So ähnelt der „EO“ auch nur einer abgespeckten Version jener Kleinwagen, die sich vornehmlich in Großstädten in winzige Parklücken quetschen. Angetrieben wird das Fahrzeug von vier elektrischen Radnabenmotoren mit einer Einzelleistung von 4 kW. „Die“, so Birnschein pragmatisch, „haben wir aus Elektrorollern ausgebaut.“ Jedes der vier Räder ist einzeln aufgehängt und kann von jeweils vier Langhub-Linearantrieben gehoben, gesenkt und um insgesamt 90 Grad gedreht werden. Die Fahrgastzelle hat zwei Sitze und begrenzten Stauraum, doch über eine spezielle Kupplung am Heck wird sich der „EO“ demnächst durch modulare Elemente zu Familienkutsche oder Lastenesel ausbauen lassen.
Diese technischen Details machen den „EO“ zu einem flexiblen Fahrzeug, das sich jeder Anforderung anpassen und zudem dank seiner beweglichen Räder sogar auf der Stelle drehen kann.
Doch diese Features sind nur erste Schritte auf dem Weg zum eigentlichen Ziel: „Wir suchen die intelligente Alternative zu heutigen Fahrzeugsystemen, die die jeweiligen Vorteile von Individualverkehr und Massenverkehrsmitteln miteinander verknüpfen“, sagt Kirchner.
Elektroauto „EO“ soll mit Hilfe von Sensoren selbstständig fahren lernen
Mit dem Demonstrator, der derzeit über das Institutsgelände am Rande der Bremer Uni rollt, erproben Birnschein und seine DFKI-Kollegen einzelne Komponenten für das künftige System. Die selbst entwickelte Hardware ist ein erstes praktisches Beispiel für die komplexen Systeme, die noch auf dem Programm der Bremer Forscher stehen. Die praktische Erprobung soll Antworten auf theoriegetriebene Fragestellungen geben. Wie funktioniert eine sensorgestützte Steuerung des Fahrzeuges? Welche Anforderungen müssen an ein effizientes Energiemanagement gestellt werden? Wie komplex ist ein System überhaupt, das vielfältigen Anforderungen gerecht werden und dann im Zweifelsfall auch noch selbstdenkend und -lenkend sein muss? Wie muss die Fahrzeugtechnik ausgelegt sein, um mehrere „EOs“ zu einem „Road-Train“ zu verbinden?

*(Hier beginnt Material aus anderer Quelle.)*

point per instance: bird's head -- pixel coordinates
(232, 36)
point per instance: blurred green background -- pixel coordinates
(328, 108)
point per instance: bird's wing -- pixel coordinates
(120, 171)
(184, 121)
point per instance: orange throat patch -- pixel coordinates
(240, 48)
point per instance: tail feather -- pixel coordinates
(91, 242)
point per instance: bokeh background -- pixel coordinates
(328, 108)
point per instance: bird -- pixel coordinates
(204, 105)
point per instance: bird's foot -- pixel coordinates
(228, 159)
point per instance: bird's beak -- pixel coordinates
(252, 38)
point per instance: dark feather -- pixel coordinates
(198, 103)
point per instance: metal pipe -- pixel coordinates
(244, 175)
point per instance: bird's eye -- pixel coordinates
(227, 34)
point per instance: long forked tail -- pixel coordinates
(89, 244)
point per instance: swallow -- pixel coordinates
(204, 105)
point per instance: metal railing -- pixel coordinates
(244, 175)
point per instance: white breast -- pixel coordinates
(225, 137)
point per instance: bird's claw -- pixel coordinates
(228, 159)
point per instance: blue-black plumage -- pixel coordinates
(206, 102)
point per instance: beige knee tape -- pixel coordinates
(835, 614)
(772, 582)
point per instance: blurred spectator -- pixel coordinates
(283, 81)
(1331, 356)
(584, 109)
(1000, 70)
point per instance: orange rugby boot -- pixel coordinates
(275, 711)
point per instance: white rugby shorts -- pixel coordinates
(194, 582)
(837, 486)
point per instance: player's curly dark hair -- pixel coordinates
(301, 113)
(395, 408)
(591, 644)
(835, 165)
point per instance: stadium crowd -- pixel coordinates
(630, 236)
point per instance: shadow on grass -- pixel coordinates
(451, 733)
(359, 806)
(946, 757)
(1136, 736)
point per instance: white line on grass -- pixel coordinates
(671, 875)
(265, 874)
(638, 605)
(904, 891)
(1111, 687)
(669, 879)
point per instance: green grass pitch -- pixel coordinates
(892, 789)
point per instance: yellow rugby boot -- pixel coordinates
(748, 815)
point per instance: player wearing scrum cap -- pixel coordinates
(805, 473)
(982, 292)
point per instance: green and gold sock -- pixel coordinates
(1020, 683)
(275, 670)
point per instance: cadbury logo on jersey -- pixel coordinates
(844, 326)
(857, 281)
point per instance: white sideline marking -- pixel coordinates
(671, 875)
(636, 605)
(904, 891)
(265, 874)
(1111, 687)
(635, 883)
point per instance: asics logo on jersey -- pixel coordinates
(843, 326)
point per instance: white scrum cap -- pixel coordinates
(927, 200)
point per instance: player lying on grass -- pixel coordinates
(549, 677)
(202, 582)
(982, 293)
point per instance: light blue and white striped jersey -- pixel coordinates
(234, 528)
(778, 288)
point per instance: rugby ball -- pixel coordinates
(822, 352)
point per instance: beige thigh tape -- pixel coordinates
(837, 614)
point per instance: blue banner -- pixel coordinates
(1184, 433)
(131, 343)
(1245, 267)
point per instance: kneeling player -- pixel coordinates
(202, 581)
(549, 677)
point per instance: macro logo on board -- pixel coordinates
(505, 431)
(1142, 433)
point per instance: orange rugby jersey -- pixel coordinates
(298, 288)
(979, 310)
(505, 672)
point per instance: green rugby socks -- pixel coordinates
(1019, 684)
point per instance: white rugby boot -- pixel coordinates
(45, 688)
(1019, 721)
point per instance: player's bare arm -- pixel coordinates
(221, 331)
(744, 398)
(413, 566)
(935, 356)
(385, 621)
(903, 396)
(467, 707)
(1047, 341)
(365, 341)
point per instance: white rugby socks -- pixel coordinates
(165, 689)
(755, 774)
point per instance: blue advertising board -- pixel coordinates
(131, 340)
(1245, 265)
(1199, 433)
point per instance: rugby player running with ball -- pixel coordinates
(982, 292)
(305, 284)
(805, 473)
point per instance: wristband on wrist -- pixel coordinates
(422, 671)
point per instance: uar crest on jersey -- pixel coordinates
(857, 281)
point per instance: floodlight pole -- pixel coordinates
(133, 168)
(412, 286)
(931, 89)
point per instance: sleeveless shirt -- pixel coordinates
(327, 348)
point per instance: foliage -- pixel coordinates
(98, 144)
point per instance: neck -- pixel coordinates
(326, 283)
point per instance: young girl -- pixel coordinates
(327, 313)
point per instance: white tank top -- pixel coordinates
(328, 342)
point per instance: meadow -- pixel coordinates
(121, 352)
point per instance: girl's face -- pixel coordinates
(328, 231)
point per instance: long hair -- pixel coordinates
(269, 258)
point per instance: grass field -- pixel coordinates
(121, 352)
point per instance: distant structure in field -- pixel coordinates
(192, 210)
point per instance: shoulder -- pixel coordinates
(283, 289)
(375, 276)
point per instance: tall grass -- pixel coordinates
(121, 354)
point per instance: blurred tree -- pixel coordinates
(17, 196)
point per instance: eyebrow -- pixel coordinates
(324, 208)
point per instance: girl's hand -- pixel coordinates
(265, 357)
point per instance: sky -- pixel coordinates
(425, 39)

Denn die Bremer haben eine ambitionierte Vision: Der „EO“ soll nicht nur ein besonders wendiger, elektrisch betriebener Kleinwagen für den Stadtverkehr, sondern Basismodul für ein ganzes Verkehrssystem sein. Dieses Verkehrssystem soll die jeweiligen Vorteile von Individualverkehr und Massenverkehrsmittel verbinden.
Dabei ist der Name „smart connecting car“ Programm: So sucht sich der „EO“ für die Mittel- und Langstrecke automatisch Partner, mit denen er sich zu Road-Trains zusammenschließt. Gleichzeitig werden die Batterien der einzelnen Komponentenfahrzeuge so zusammengeschaltet, dass die elektrische Energie möglichst effizient genutzt wird. Und schließlich soll jeder Einzel-„EO“ am Ende der Reise selbstständig die nächste freie Stromtankstelle finden, an der er seine Batterie mittels Induktion steckerlos aufladen kann.
Auch wenn das Fahrzeug und seine Komponenten im Vordergrund des Projektes stehen – für Kirchner geht es bei dem Vorhaben um weit mehr. „Für die Mobilität der Zukunft müssen wir auch wissen, welche Anforderungen wir künftig an die Infrastruktur stellen werden“, betont der Fachmann für intelligente Systeme.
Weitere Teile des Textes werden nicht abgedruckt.